21. Nitekim Hukuk Genel Kurulunun 14.03.2018 tarihli ve 2015/21-3882 E., 2018/462 K., ile 19.12.2021 tarihli ve 2019/(21)10-184 E., 2021/1634 K. sayılı kararlarında da aynı ilkeler benimsenmiştir.

22. Yukarıda yapılan açıklamalar ışığında somut olay değerlendirildiğinde; davalı şirkete ait işyerinin mahiyeti matbaa olmasa dahi baskı makineleri ile plastik ve kağıt ambalaj malzemesi üzerine basım yapıldığı, bu hâli ile işyerinde basım işi yapıldığı ve işyerinin 506 sayılı Kanun’un Ek 5. maddesinin II numaralı bendi kapsamında itibari hizmet süresinden yararlanılabilecek işyerlerinden olduğu sonucuna varılmıştır.

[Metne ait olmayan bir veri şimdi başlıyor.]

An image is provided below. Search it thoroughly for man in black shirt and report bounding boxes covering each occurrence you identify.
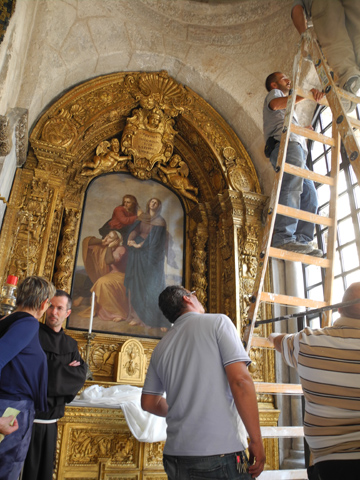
[22,290,87,480]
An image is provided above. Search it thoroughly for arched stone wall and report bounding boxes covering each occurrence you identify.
[0,72,270,400]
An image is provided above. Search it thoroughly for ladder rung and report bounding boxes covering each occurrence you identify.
[290,123,335,147]
[257,468,308,480]
[348,116,360,129]
[277,203,335,227]
[269,247,331,268]
[260,292,329,310]
[260,427,304,438]
[254,382,303,395]
[284,163,335,186]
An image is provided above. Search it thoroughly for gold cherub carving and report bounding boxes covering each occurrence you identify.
[158,155,198,203]
[81,138,131,177]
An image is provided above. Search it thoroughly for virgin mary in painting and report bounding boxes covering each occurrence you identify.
[125,198,170,329]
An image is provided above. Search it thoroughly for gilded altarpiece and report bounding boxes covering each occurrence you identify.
[0,71,278,480]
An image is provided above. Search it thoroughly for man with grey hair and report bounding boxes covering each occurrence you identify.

23. Aynı davalılara karşı aynı istemle açılan davalarda verilen direnme kararlarına ilişkin HGK'nın 07.07.2020 tarihli ve 2019/21-183 E., 2020/511 K., 2019/21-188 E., 2020/512 K., 2019/21-189 E., 2020/513 K. ile 2019/21-642 E., 2020/514 K. sayılı kararları da aynı yöndedir.

24. Hâl böyle olunca direnme kararı usul ve yasaya uygundur.

25. Ne var ki, bozma nedenine göre Özel Dairece işin esasına ilişkin temyiz incelemesi yapılmadığından davalılar vekillerinin bu yöndeki temyiz itirazlarının incelenmesi için dosyanın Özel Daireye gönderilmesi gerekir.

IV. SONUÇ:

Açıklanan nedenlerle;

Direnme uygun bulunduğundan davalılar vekillerinin işin esasına ilişkin sair temyiz itirazlarının incelenmesi için dosyanın YARGITAY 10. HUKUK DAİRESİNE gönderilmesine, 19.10.2022 tarihinde oy birliği ile kesin olarak karar verildi.